ClusterAnalysis is a tool for finding neighbouring molecules within a specified radial distance. Molecules are defined to be in the same cluster if any atoms in a given molecule are within a user specified cutoff radius from atoms in another molecule. Additionally, users can also use ClusterAnalysis to find which solute atoms are within a radial distance from atoms in water molecules by including the hydrogen_bonding
flag. Please note however, the inclusion of water molecules in distance calculations will be slower to run.
AMBER topology and trajectory files are read in using MDAnalysis and information pertaining to Cartesian coordinates, atom types, atom indices, residue types and residue indices are used to analyse molecules with ClusterAnalysis.
For each simulation frame, nearest atomic neighbour distances within a given cutoff radius are determined for each atom by applying brute force distance calculations to find relative distances via MDAnalysis, specifically using the method MDAnalysis.lib.distances.capped_distance
. For atoms at periodic boundaries, the minimum image convention is applied when computing distances (checks to see if the distance between two atoms is greater than half the length of the box).
For all neighbouring atoms within the cutoff radius of an initial atom, if a neighbouring atom belongs to another molecule in the system (it will have a different residue index), then that other molecule is considered to be in the same cluster as the molecule of the initial atom and the molecules are assigned to the same cluster. This process is repeated for solute molecules that haven't yet been assigned a cluster.

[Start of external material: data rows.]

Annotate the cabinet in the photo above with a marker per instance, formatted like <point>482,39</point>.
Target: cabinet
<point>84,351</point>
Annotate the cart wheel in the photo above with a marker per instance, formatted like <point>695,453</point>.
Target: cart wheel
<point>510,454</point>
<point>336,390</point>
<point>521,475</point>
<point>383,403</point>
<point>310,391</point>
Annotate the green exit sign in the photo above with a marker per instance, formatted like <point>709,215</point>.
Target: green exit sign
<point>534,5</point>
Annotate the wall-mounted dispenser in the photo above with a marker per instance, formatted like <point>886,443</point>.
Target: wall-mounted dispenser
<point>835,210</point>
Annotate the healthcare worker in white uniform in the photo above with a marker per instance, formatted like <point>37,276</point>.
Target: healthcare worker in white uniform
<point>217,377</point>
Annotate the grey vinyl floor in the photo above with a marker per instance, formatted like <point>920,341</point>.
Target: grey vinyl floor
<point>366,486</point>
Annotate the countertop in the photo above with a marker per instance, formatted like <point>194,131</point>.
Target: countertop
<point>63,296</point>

Once all simulation frames are processed and each molecule is assigned a cluster in each frame, calculations such as average cluster size, number of clusters and maximum cluster size per frame are outputted to the per-frame-clusters.csv file.
If water is included in neighbour analysis, then the average number of surrounding water molecules within the cutoff radius in each frame for each solute atom type are counted. If there are multiple solute molecules of the same type, then the number of water molecules counted around an atom type are averaged over the total number of that type of solute molecule in the system. For example, the average number of water molecules around the hydroxyl oxygen atom over all ethanol solute molecules in a system is outputted.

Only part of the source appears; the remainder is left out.